Cecil + Rosa = Ceodore?!
It’s still weird to me seeing direct sequels to Final Fantasy games. These titles tend to end on such a final closing note that it’s difficult to grasp any continuation after the ending credits. Could you imagine Final Fantasy VI, with its world without magic? I certainly couldn’t. So how would a sequel for one of the most beloved Super Nintendo RPGs, Final Fantasy IV (that’s the old Final Fantasy II in the U.S), fare?
[image1]Well, let’s first focus on what we do know in the prologue for Final Fantasy IV After Years: Cecil and Rosa manage to save the world, and Cecil is king with Rosa as his queen. Their kid, Ceodore (*cough*) is a teenage prince in search of entry into the kingdom’s famed Red Wings army, for which he must take a courage test. To be honest, After Years lacks the wind-up kick that we’re all used to – it’s just Ceodore going into caves and ultimately fighting a boss all by himself, without much risk of dying. In past games, we had much more exciting scenarios, but for this sequel, don’t expect to invade the Mako reactor right off the bat.
After the intro lowers your expectations, be prepared to continue to keep them low, as the dark and gloomy atmosphere continues to pervade the air no matter whether you’re exploring mountains, small towns, or wet dungeons. "Explore" might be a flexible word in this case, since just like old school JRPGs, you’ll be harassed every few steps or so by random encounters.
Fighting in After Years is practically the same affair of menu choices you’ve likely become accustomed to by now. So much of this sequel is focused on emulating the old style of RPGs that even the graphics and sounds take a trip back to fifteen years ago with motionless enemy sprites, super-deformed characters, and MIDI-like music.
However, there are a few gameplay features not found in past games. Battles are dependent on the phases of the moon that change as you rest or progress through the day, with certain abilities becoming stronger or weaker depending on the moon phase. As you collect more characters in your main party, special moves can be performed as well, providing an alternate tactical option in harder fights. The more you play, the more you’ll notice that most of the fights are a race to see who hits the other guy faster and harder, rather than tactics alone. That’s not to say After Years isn’t a good RPG – for the first three or so hours of game time, long-time gamers will begin to feel young at heart as they play the same style of game they did after getting back from school and spending a few hours on the Super Nintendo before dinner.
[image2]On the other hand, some decisions that the developers made might change your mind. The main download you’ll make on the Wii’s Wiiware Shop Channel will cost you 800 Wii Pts, but that won’t get you the full story. While this download does provide you with an episode that can be played to completion, in order to get the other parts, which present alternative views on the events in the story from other characters, you’ll have to invest in additional download packs for a variety of prices.

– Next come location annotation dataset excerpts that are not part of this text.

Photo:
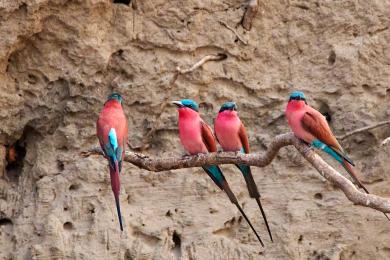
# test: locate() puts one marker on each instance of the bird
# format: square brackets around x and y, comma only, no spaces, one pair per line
[112,131]
[197,137]
[311,126]
[231,135]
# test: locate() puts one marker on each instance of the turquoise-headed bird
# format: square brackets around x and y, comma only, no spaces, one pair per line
[232,137]
[112,133]
[197,137]
[311,126]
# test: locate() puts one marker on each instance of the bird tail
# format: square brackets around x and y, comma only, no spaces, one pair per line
[349,168]
[215,174]
[254,192]
[234,200]
[115,185]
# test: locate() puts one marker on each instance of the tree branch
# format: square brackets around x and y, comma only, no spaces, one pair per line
[259,160]
[363,129]
[386,141]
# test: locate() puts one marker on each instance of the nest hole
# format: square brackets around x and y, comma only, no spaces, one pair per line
[332,57]
[15,155]
[6,222]
[318,196]
[68,225]
[74,187]
[177,241]
[125,2]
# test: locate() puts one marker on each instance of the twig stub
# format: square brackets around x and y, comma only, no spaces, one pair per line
[250,14]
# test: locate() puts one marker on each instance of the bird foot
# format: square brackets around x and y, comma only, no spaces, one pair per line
[185,156]
[308,148]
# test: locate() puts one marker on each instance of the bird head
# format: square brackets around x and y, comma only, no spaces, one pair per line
[298,96]
[228,106]
[115,96]
[186,104]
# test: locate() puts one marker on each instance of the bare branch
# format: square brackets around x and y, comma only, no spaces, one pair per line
[235,32]
[214,57]
[363,129]
[259,160]
[250,14]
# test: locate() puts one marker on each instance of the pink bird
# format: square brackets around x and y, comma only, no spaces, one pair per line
[231,135]
[197,137]
[112,133]
[311,126]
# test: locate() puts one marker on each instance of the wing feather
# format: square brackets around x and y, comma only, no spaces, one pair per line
[244,138]
[208,137]
[316,124]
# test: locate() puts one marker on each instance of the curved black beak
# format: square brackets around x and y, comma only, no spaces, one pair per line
[178,103]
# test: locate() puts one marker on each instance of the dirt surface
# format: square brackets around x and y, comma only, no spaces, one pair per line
[59,60]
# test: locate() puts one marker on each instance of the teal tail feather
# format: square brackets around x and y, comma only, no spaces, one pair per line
[216,175]
[345,162]
[254,192]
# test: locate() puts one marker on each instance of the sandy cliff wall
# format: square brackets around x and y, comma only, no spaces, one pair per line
[58,61]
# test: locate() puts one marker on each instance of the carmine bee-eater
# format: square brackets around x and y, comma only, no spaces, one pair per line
[232,137]
[112,133]
[311,126]
[197,137]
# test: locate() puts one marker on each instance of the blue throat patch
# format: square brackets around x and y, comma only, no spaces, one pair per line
[190,104]
[115,96]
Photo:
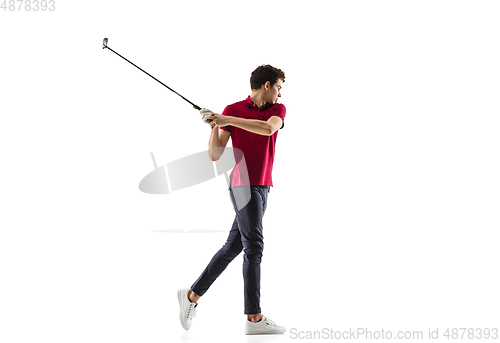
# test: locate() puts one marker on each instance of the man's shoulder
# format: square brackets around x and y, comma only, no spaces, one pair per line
[237,104]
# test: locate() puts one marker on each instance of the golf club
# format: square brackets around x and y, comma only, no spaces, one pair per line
[105,46]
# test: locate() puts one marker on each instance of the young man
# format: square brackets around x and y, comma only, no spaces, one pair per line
[253,126]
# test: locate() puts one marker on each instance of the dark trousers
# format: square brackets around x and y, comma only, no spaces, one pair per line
[246,234]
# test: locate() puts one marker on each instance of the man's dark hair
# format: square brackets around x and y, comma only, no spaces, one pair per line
[266,73]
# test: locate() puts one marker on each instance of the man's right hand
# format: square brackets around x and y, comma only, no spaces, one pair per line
[206,113]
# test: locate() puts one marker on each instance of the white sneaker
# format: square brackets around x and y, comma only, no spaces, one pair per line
[262,327]
[187,309]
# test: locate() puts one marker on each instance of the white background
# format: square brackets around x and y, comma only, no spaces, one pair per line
[384,211]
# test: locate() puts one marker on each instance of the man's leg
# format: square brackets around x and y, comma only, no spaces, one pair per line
[219,262]
[249,220]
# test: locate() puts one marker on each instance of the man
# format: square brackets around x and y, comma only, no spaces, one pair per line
[253,126]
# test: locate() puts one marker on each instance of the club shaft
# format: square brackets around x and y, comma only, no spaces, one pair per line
[195,106]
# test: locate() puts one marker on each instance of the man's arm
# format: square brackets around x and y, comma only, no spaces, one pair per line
[265,128]
[217,142]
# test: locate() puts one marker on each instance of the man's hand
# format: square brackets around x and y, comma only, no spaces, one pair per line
[220,120]
[205,115]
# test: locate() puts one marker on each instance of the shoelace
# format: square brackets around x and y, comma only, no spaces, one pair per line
[191,311]
[269,321]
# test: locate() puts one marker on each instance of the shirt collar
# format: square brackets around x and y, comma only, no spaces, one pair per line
[252,104]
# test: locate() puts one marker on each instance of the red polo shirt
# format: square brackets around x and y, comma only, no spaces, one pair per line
[258,150]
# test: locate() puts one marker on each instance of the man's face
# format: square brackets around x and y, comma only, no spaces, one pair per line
[274,92]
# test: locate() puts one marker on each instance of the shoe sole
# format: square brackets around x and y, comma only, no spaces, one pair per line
[179,297]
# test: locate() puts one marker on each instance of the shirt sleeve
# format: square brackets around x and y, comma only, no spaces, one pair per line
[226,113]
[280,111]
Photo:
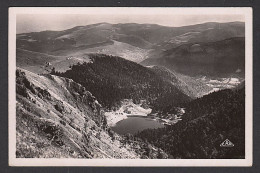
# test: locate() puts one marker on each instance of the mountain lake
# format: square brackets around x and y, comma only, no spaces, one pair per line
[133,124]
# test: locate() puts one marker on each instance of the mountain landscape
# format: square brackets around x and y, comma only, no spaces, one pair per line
[131,90]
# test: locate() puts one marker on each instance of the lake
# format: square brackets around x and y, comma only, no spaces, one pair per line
[133,124]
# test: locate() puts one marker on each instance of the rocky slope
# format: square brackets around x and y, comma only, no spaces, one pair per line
[206,123]
[58,118]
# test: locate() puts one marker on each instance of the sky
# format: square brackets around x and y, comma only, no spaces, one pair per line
[41,22]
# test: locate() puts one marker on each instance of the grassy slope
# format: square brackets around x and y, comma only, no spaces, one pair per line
[57,117]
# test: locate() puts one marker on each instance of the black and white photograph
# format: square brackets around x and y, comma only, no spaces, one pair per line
[130,86]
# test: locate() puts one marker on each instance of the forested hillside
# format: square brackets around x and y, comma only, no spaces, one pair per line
[208,121]
[112,79]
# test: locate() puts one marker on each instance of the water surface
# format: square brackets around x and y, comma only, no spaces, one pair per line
[133,124]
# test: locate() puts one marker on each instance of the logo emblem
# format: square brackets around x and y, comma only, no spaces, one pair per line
[227,143]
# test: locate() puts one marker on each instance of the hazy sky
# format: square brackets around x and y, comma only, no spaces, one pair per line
[40,22]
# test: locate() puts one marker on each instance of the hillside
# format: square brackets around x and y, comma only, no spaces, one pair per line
[221,58]
[58,118]
[188,85]
[139,40]
[42,63]
[207,122]
[112,79]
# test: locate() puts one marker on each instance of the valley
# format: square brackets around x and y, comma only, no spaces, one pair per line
[129,91]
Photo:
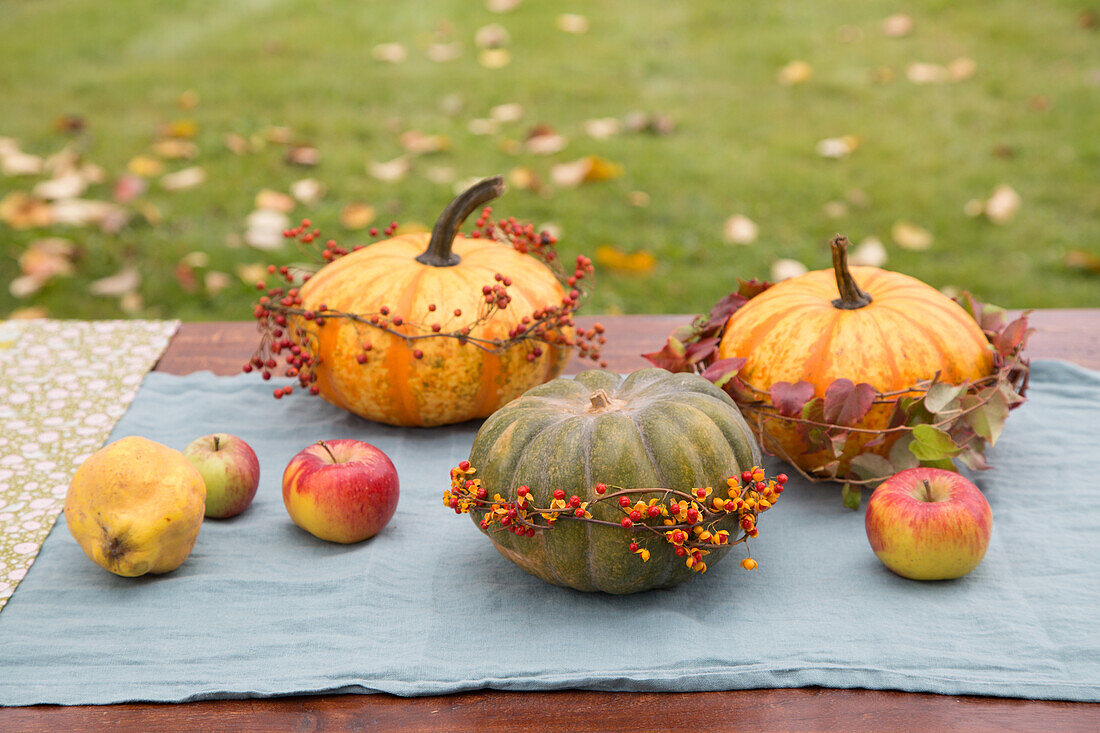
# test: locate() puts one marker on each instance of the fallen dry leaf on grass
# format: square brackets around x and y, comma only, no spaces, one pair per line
[67,185]
[89,212]
[14,162]
[146,166]
[388,171]
[869,252]
[183,179]
[909,236]
[837,148]
[125,281]
[923,73]
[40,262]
[30,313]
[507,112]
[571,23]
[178,129]
[796,72]
[494,57]
[186,277]
[70,124]
[389,53]
[636,263]
[174,149]
[356,216]
[785,269]
[740,230]
[587,168]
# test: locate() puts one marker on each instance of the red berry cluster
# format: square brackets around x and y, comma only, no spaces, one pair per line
[693,523]
[295,349]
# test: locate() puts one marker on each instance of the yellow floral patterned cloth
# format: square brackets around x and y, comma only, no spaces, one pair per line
[63,385]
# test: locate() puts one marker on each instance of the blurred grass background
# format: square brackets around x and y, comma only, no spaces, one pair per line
[744,143]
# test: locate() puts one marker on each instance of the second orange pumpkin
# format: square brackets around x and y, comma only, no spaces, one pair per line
[861,324]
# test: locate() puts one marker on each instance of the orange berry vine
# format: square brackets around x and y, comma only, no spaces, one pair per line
[295,351]
[692,522]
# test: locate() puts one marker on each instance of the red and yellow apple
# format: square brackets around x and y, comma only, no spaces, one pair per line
[928,524]
[230,470]
[343,491]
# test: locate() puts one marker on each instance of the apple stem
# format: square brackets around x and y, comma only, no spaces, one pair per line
[328,450]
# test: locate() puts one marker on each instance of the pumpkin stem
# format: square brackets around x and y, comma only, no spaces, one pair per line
[601,401]
[851,295]
[439,253]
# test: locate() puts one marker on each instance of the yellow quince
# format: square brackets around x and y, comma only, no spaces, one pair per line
[135,506]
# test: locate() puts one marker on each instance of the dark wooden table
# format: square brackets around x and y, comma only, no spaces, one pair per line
[223,347]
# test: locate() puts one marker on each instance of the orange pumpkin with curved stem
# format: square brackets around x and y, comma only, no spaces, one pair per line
[861,324]
[416,282]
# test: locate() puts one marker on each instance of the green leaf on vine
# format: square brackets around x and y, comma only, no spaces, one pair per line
[723,370]
[987,419]
[932,445]
[941,395]
[851,496]
[872,467]
[901,457]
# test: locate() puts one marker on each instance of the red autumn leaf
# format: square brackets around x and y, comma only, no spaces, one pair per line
[789,398]
[719,314]
[847,403]
[721,371]
[1012,338]
[672,357]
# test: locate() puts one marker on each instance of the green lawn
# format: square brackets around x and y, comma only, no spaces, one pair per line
[744,143]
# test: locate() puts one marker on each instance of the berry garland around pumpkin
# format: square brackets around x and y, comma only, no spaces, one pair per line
[425,338]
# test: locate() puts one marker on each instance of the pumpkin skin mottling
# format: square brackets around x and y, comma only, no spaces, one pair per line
[909,331]
[452,382]
[663,430]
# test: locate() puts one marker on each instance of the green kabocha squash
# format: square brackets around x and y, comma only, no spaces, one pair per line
[596,437]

After seeing all the care given by Square-Enix to the Final Fantasy IV DS remake, it’s a wonder why they’d revert back to their old character sprites and music catalog in order to provide fans with this sequel, especially to those who had their first experience with the DS version. Why wouldn’t they make use of those assets, rather than redrawing and redesigning them to make them more primitive for the Wii version?
Final Fantasy IV: The After Years is an unnecessary game through and through, as it continues a story that was already well-thought out and closed off years ago. If you are still somehow curious about how Cecil kept his wonderful, golden hair after seventeen years, there’s nobody stopping you, but be warned – and listen well, Square Enix, if you’re reading this – a little deformed fifteen-year old sprite can only be groomed so much.